Dunedin's Muslim community in shock after mosque shooting

12:11 pm on 16 March 2019

By Tim Miller for the Otago Daily Times

Dunedin's Muslim community is in shock following the mass shooting in Christchurch.

Flowers and candles were left outside Dunedin's Al Huda mosque this morning.

Flowers and candles were left outside Dunedin's Al Huda mosque this morning. Photo: Vaughan Elder/ Otago Daily Times

At least 49 people have been killed, and a further 42 injured, after a gunmen opened fire at the Masjid Al Noor in Deans Ave and the Linwood Masjid during Friday prayers at two mosques.

A man claiming to be behind the shooting posted online that his original target was the Al Huda mosque in Clyde St, Dunedin.

Armed police have been at the mosque since yesterday and it will remain closed until further notice. Flowers have been laid outside.

Mosque member Haizal Hussaini said there was much fear and anxiety among the community, even before they learnt they might have been the original targets.

The Otago Muslim Association sent out a notice asking its members to remain vigilant and contact the police if they felt unsafe, Mr Hussaini said.

He was unsure how the community would cope in the coming days, but they would continue to support each other.

Another member of the mosque, Steve Johnson, said an already horrible situation had been brought much closer to home, after learning of the gunman's earlier threat.

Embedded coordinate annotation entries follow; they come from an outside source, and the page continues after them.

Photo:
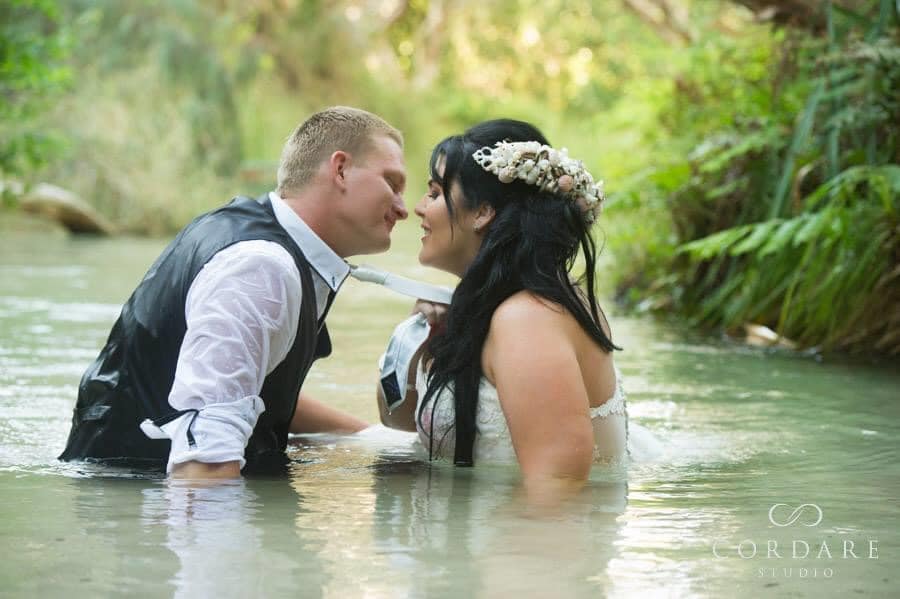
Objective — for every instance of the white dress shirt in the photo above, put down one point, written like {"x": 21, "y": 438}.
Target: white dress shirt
{"x": 242, "y": 314}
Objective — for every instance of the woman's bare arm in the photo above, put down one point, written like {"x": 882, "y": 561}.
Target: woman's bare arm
{"x": 531, "y": 355}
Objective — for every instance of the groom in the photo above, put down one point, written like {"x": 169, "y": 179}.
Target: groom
{"x": 202, "y": 371}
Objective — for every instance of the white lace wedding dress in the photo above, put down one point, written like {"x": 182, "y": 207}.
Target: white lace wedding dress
{"x": 493, "y": 443}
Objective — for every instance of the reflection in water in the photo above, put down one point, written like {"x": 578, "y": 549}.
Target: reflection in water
{"x": 211, "y": 531}
{"x": 741, "y": 430}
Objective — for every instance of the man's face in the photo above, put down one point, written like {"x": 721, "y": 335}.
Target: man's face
{"x": 375, "y": 183}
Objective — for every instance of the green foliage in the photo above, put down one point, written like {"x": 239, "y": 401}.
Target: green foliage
{"x": 791, "y": 219}
{"x": 33, "y": 46}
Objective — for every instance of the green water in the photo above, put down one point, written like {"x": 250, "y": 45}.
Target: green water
{"x": 741, "y": 430}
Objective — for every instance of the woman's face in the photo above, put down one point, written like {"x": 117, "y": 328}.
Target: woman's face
{"x": 449, "y": 247}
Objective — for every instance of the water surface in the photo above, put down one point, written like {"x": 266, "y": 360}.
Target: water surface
{"x": 742, "y": 431}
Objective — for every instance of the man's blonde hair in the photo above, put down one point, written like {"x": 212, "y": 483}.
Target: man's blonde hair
{"x": 341, "y": 128}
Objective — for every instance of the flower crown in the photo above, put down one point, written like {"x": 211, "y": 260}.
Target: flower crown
{"x": 549, "y": 169}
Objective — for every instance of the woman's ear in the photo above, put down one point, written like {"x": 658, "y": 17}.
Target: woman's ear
{"x": 484, "y": 215}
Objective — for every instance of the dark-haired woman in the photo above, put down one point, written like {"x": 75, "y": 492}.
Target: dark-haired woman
{"x": 522, "y": 367}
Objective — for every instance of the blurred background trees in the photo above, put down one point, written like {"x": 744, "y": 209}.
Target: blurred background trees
{"x": 749, "y": 146}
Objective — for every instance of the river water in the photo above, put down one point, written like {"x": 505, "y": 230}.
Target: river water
{"x": 779, "y": 475}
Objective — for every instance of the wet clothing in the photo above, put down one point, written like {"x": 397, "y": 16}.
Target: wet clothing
{"x": 133, "y": 376}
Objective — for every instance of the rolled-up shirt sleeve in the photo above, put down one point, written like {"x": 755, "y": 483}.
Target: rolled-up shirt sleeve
{"x": 242, "y": 312}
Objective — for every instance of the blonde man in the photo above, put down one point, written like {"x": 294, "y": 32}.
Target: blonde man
{"x": 202, "y": 371}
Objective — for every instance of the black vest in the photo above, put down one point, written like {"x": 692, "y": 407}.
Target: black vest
{"x": 131, "y": 378}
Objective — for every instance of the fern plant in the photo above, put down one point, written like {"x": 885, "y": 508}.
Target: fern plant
{"x": 796, "y": 224}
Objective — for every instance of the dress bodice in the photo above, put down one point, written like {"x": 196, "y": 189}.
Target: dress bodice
{"x": 493, "y": 442}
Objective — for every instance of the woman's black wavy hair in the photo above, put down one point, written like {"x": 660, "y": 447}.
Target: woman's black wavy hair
{"x": 531, "y": 244}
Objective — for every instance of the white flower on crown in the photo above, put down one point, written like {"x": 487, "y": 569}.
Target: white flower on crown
{"x": 549, "y": 169}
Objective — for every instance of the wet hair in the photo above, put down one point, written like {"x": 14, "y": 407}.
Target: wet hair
{"x": 531, "y": 244}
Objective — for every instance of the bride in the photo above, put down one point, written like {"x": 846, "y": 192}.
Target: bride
{"x": 520, "y": 368}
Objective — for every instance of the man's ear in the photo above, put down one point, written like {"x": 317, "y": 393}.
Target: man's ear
{"x": 484, "y": 215}
{"x": 337, "y": 166}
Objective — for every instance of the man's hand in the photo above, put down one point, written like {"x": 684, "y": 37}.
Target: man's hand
{"x": 201, "y": 470}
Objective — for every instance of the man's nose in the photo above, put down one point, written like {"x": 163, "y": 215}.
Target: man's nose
{"x": 400, "y": 207}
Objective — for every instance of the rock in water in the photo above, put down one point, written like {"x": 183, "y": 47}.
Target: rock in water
{"x": 66, "y": 208}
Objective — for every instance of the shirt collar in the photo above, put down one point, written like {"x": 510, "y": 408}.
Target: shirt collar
{"x": 331, "y": 267}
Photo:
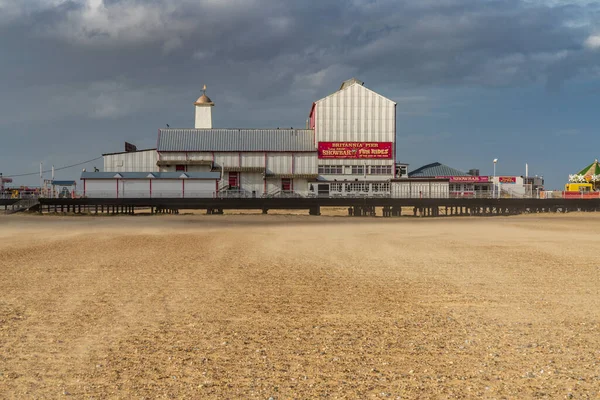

''It's horrible and we know people who attend those mosques and right now, we just want to make sure they are safe.''

Dunedin Mayor Dave Cull said yesterday the city stood united with the Muslim community after the horrific events in Christchurch.

''Today's events strike at the heart of everything which our community stands for,'' Mr Cull said.

Dunedin has taken in dozens of Syrian refugees in recent months, and has just started housing Afghan refugees.

''Many of these people have come to Dunedin and other parts of New Zealand for sanctuary from atrocities in their countries of origin,'' Mr Cull said.

''I want to reassure the Dunedin community, and particularly our Muslim community, that we stand united with them.''

"They have been met with an overwhelmingly positive response from our community, with many offers of support to help these families settle in.